Dopo la scuola mi dovevo decidere: stare a casa dei miei, sposarmi con uno del paese e continuare la stessa vita come mia la mamma – o – andare via in città, cercare un lavoro.

Qualche volta quando ero bambina sucedeva che un uomo veniva nel paese. Lui aveva un piccolo furgone e dentro il furgone aveva un proiettore e lattine per rotoli di film. Ognuno era in piazza quando quest´uomo sistemava i suoi attrezzi e la sera mostrava i film. Storie di amore e passione con donne belle, uomini gentili. Anch´io volevo essere come loro, avere dei bei vestiti e macchine care.

„Vado in città“ dicevo ai miei genitori. Con una borsa e pocchi soldi partivo per Roma. Mi compravo un giornale e leggevo le inserzioni. Qualche giorno dopo avevo trovato un lavoro da una famiglia ricca, che cercava una badante per i bambini.

Roma mi piaceva tanto, ma senza soldi i bei negozzi non servivano a niente. Un giorno vidi un annuncio di un locale „Kakadu“ che cercava ballerine e cantanti. Praticamente il locale Kakadu era un bar dove ragazze in facili costumi ballavano e uomini maturi fumavano, bevevano e qualche volta invitavano una delle ragazze a un bicchiere di spumante. In questo bar ho incontrato Walter. Walter era un genovese, che ogni tanto stava nella capitale per affari.

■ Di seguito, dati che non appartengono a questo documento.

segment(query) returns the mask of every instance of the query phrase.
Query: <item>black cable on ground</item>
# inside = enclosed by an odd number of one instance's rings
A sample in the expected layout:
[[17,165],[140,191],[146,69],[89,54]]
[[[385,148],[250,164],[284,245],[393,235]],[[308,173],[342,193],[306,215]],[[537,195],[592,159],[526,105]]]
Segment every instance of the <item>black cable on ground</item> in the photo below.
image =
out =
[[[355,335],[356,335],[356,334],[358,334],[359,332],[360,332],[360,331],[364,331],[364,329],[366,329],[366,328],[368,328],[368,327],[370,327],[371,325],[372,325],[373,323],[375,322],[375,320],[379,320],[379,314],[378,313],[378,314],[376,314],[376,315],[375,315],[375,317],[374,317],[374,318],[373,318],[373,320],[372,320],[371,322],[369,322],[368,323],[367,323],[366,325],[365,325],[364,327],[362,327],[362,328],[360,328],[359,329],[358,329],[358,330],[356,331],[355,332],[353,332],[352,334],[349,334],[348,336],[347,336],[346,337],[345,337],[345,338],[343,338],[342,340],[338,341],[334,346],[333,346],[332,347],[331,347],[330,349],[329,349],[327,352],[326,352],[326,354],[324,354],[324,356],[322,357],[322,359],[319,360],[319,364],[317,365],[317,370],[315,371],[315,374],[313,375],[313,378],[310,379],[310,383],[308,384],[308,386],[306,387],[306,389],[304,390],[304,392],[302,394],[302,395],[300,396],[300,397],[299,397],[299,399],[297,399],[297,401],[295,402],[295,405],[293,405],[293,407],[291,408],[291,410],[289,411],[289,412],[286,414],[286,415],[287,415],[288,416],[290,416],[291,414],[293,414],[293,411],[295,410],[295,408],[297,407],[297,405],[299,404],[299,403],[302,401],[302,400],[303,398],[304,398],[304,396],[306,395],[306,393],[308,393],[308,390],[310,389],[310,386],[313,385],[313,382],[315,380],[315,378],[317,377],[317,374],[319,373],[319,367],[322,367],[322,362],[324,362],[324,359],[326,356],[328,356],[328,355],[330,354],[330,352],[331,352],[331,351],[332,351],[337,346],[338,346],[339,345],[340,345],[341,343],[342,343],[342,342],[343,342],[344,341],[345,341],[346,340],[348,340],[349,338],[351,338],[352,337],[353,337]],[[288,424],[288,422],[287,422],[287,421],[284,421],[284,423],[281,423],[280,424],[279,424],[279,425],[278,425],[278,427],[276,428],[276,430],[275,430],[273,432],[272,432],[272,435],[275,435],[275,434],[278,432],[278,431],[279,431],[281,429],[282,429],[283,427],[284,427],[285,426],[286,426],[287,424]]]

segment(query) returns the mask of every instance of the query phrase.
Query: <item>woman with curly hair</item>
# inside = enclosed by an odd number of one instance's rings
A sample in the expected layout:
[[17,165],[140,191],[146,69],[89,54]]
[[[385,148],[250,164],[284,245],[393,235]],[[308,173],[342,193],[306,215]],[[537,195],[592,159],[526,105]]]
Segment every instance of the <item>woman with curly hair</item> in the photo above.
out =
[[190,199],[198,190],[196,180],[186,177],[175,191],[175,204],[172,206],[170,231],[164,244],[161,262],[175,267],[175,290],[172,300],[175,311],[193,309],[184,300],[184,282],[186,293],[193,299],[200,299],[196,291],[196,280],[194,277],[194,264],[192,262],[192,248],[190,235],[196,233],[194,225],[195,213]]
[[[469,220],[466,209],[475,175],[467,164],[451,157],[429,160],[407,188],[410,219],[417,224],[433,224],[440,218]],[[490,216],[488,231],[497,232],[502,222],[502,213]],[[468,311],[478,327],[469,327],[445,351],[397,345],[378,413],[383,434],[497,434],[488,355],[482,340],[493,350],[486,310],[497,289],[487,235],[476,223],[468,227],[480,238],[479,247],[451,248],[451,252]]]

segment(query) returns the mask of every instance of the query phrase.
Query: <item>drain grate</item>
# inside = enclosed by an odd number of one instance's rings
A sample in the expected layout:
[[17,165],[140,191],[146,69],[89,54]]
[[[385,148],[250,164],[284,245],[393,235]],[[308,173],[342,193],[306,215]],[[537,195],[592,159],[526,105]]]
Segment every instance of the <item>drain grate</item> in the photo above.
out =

Naturalmente era sposato e molto più vecchio di me. Ma Walter era simpatico e generoso e ogni volta che veniva a Roma, mi comprava un bel vestito, scarpe o altre cose.

Per tre anni ero l´amante di Walter, ma un bel giorno lui mi disse, che lui voleva andare in pensione e per questo non aveva più una scusa per andare a Roma. Mi dava un busta e spariva. Nella busta era qualche milione di Lire. Prendevo questo capitale per trasferirmi in un´ altra città dove nessuno mi conosce.